Une richesse d'interprétation très éloignée de celle de Luc par exemple qui aux rois mages préfère les bergers complètement absents du récit de Matthieu. Faut-il choisir entre Luc et Matthieu, entre les bergers et les mages ? Faut-il choisir avec Matthieu que la famille s'enfuit en Égypte pour éviter le massacre prévu par le roi Hérode ou faut-il considérer avec Luc que dès après sa naissance, l'enfant est présenté au temple conformément à la loi ? Matthieu inscrit Jésus en conformité avec les prophètes quant Luc insiste sur le respect de la Loi, Matthieu met en avant les puissants quand Luc préfère mettre en avant les humbles.
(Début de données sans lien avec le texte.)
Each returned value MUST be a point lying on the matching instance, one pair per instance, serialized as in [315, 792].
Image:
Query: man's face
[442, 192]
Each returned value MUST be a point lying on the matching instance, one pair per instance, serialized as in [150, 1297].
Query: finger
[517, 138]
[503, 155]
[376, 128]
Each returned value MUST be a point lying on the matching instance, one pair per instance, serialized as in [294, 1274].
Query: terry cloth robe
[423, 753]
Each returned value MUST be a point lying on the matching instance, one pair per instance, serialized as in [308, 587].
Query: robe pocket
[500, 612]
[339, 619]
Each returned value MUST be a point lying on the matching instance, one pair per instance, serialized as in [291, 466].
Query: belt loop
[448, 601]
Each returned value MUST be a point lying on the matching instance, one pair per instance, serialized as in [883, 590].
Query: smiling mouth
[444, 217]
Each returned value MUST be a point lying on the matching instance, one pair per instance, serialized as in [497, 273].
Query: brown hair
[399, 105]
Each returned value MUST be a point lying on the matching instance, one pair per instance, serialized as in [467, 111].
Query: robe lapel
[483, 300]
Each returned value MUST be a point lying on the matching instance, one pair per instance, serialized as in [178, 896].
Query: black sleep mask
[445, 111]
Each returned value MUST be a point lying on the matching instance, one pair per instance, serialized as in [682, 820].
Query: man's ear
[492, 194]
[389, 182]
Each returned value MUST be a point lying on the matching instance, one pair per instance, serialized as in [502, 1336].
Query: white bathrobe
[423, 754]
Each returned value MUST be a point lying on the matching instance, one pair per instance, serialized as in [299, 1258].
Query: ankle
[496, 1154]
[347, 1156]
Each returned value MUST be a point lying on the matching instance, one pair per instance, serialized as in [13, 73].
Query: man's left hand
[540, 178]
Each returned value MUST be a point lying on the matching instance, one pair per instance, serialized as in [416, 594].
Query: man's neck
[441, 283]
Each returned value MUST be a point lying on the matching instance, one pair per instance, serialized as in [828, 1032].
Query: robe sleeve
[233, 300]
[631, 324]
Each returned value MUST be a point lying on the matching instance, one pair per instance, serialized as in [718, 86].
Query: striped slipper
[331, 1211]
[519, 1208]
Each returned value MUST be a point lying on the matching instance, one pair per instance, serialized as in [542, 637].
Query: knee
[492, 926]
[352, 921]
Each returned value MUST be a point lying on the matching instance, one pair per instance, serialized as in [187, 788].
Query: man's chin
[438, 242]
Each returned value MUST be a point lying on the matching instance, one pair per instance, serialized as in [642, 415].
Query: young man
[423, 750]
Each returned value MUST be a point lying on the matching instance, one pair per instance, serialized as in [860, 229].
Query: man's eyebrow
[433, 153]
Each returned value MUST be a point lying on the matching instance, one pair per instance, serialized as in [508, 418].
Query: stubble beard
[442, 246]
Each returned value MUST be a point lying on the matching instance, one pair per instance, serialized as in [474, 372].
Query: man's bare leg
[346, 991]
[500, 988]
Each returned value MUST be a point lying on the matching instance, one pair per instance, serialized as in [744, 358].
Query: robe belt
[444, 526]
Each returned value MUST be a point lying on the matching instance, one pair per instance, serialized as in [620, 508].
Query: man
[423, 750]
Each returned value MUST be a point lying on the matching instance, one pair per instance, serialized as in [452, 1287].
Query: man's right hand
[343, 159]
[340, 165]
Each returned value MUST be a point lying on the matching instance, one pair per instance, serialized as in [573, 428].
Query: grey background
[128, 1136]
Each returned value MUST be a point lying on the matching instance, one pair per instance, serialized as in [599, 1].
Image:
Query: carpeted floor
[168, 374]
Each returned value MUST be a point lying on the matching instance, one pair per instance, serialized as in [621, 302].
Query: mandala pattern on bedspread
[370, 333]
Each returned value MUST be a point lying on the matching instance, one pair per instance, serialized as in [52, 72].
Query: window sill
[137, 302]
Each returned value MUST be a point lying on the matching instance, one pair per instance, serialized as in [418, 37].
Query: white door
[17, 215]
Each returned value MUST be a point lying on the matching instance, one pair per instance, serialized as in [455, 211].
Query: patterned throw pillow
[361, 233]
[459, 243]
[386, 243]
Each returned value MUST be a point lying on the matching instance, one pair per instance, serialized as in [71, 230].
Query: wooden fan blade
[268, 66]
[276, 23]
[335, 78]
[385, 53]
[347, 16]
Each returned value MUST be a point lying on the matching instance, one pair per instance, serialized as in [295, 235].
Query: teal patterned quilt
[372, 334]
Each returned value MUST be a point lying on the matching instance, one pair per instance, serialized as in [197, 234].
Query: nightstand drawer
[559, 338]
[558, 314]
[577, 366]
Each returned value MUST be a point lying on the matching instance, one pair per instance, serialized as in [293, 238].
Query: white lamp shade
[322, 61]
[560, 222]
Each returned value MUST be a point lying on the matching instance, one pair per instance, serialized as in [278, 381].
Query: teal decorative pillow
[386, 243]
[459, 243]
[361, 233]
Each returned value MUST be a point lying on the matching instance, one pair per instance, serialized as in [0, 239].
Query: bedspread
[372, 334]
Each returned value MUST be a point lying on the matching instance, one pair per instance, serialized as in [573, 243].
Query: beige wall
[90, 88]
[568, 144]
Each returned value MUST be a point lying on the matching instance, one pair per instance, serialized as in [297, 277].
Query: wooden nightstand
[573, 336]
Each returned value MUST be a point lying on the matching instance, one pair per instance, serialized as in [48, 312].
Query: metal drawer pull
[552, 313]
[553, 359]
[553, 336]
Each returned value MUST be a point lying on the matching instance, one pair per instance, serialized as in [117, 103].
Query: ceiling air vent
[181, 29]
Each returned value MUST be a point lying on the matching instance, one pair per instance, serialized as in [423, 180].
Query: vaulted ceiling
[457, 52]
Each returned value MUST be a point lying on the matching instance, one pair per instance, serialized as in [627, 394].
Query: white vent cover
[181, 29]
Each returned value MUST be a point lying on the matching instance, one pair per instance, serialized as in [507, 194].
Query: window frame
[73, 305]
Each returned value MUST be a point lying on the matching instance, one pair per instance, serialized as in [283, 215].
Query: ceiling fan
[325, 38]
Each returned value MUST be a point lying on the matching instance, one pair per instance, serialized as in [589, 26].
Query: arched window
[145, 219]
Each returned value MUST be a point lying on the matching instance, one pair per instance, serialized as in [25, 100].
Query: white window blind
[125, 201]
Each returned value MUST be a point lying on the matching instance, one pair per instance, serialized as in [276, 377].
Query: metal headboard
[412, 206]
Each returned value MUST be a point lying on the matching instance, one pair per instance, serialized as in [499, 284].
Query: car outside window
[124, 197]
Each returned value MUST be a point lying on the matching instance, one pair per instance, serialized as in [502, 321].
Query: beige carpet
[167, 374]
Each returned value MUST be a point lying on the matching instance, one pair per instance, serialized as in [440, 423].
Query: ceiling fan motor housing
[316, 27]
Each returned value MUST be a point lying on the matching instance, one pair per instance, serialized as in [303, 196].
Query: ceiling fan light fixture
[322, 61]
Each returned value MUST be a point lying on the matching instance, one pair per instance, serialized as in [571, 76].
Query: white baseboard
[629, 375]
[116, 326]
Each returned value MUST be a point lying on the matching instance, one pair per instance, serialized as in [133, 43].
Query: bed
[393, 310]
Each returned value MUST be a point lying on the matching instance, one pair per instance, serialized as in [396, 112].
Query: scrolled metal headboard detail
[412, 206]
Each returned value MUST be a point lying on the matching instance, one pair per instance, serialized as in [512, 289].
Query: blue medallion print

Nos coutumes ne choisissent pas, comme l'attestent nos crèches où contrairement aux textes mages et bergers sont présents. Et la coutume a raison parce que la vérité de l'Évangile ne se trouve pas dans l'un en opposition à l'autre mais dans l'intelligence de ce que chacun d'entre eux veut nous dire. Matthieu et Luc partagent en effet une même compréhension universaliste de l'Évangile du Christ. Ils considèrent l'un et l'autre que Jésus est venu pour toute l'humanité, ce sont les modes d'affirmation de cet universalisme qui divergent.
Annoncer l'Évangile au monde
Pour l'un et l'autre, le sujet c'est la mission : comment le royaume de Dieu doit-il être annoncé au monde, sous-entendu au monde non juif ?
Faut-il aller vers lui ou attendre qu'il vienne vers nous ? Faut-il aller sur les places et annoncer l'Évangile ? Ou faut-il rester dans nos Églises, en attendant que l'Esprit suscite l'intérêt du monde pour notre message ? Vous reconnaissez là l'un des dilemmes constants de nos Églises aujourd'hui encore. Entre ceux qui disent qu'il faut s'affirmer et exiger une reconnaissance dans l'espace public en cherchant aussi à convertir le plus grand nombre possible en utilisant tous les moyens nécessaires et disponibles et ceux qui pensent qu'il faut cultiver notre intériorité, rester dans nos communautés et les affermir, les édifier pour affronter les temps à venir qui, par définition, sont toujours difficiles.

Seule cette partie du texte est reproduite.